The elderly and vulnerable will be allowed to borrow the cash to pay for residential care from councils before they go into a care home - but will have to pay it back when they die, the government will announce on Wednesday.

From 2015 the government will introduce a deferred payment scheme, part of a package of measures proposed by the Dilnot Commission a year ago. This will allow local authorities to agree to pay in advance for care if individuals cannot afford to do so without selling their home. Councils then recoup the cash when the house is sold.

A limited version of the scheme runs in England at present and about 8,500 people have borrowed about £200m. The health secretary Andrew Lansley, who will launch the government's white paper on social care, said the proposal will "end the scandal of older people being forced to sell their homes" to pay for care.

The measure is the only part of the Dilnot commission's report which will be enacted. The two key proposals - capping the total cost of care to £35,000 and extending support for the elderly with assets of £100,000, up from the current limit of £23,250 - will only be supported "in principle".

The Treasury blocked the proposals on the grounds of cost: the two would cost nearly £1.7bn. The deferred payment scheme is self-financing as people pay interest on the loan. Instead the vexed issue of social care funding will be considered at the next spending review - and new measures only undertaken after the next election.

At present 40,000 people sell their homes to pay for care each year. Lansley said: "It is hard enough for people to come to terms with needing to pay for extra help when their circumstances change - whether their health has suddenly deteriorated or age has started to take its toll. The last thing people want to think is having to immediately sell their home to pay for residential care."

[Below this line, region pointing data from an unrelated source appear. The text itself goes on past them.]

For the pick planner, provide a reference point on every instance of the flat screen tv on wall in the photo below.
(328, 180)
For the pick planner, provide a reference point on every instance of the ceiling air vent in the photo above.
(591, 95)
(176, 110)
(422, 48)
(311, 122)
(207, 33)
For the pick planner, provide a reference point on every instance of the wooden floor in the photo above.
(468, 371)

Sources in the department of health denied the scheme was a "death tax", a reference to a Labour plan for a £20,000 levy deducted from the estates of older people when they die to pay for care. "It's not a tax because it's not mandatory. This is a voluntary scheme," said the source.

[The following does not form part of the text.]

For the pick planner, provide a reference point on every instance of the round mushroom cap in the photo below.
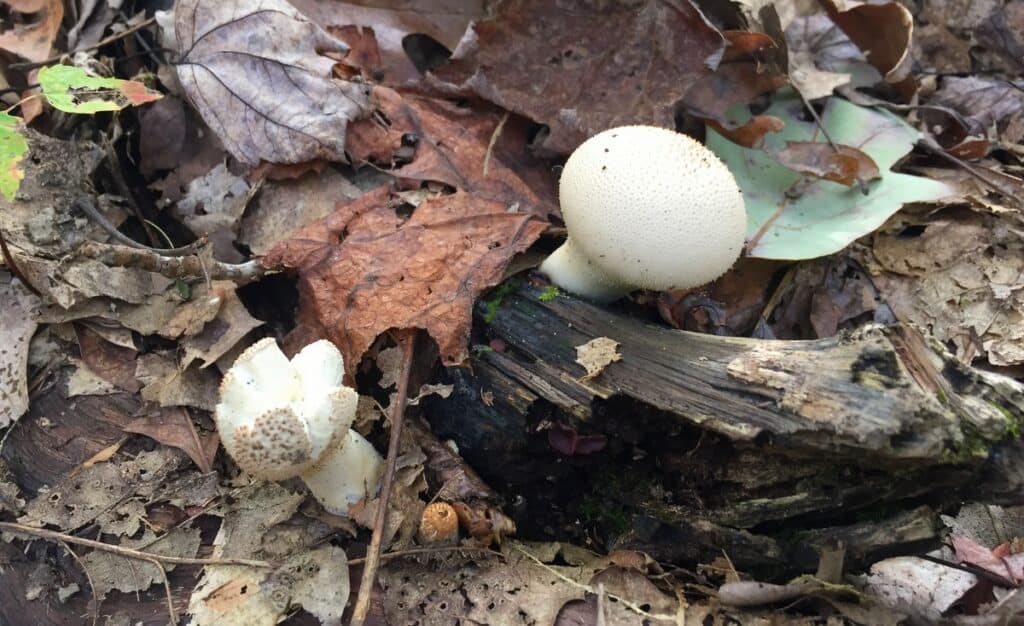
(652, 207)
(276, 417)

Although a quarter of people can expect to pay nothing for social care, half can expect care costs of up to £20,000 and one in 10 can expect costs topping £100,000.

Age UK says an ICM poll it conducted last week revealed that 89% of English adults believe that older and disabled people "shouldn't have to bear all the costs for support ? even if they have a small amount of savings".

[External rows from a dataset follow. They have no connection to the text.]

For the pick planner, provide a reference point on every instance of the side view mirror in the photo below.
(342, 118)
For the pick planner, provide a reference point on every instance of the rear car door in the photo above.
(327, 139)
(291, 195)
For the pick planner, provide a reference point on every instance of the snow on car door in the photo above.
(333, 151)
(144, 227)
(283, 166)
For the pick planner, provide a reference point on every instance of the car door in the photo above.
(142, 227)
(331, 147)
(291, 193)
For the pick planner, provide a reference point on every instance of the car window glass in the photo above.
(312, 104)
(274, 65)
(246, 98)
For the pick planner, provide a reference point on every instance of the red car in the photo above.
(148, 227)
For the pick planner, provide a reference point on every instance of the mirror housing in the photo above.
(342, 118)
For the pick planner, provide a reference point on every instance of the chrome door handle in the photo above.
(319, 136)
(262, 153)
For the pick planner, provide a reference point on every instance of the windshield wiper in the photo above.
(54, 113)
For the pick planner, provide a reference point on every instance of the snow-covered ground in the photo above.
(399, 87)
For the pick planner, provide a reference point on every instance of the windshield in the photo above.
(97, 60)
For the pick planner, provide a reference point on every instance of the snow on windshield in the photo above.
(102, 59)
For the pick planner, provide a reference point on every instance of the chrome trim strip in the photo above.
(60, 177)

The government will announce that the NHS will transfer an extra £300m to local councils to help "integrate" social care and health services. There is another £200m for housing projects to adapt houses for the elderly.

The white paper will also force councils to define more precisely eligibility criteria for social care and provide the elderly with information about services in the local area. There are 152 different adult social care systems - one for each local authority in England. The coalition, like Labour, has made it clear that entitlement to services differs too widely across the country leaving people complaining of a postcode lottery of care.

The government will claim there is enough money for councils to maintain their offer of social care. However the Local Government Association says the gap between the money available for providing services and the predicted cost of maintaining them is £1.4bn this year - stretching to £16.5bn by the end of the decade, when spending on social care will exceed 45% of council budgets.

With 1.5 million people aged 85 and over, social care is a tricky political issue for both parties. Last week cross-party talks broke down when it became clear that there was no new money to pay for the system.

Liz Kendall, Labour's shadow care minister, said: "The government's decision to kick long-term care funding into the long grass will be a bitter disappointment to hundreds of thousands of older and disabled people and their families. It will be a huge blow to local councils, who are desperate for a new settlement on funding social care. And it will be disastrous for the NHS, which will face intolerable pressure as crumbling care services are eroded further still and more older people end up in hospital when they don't need to."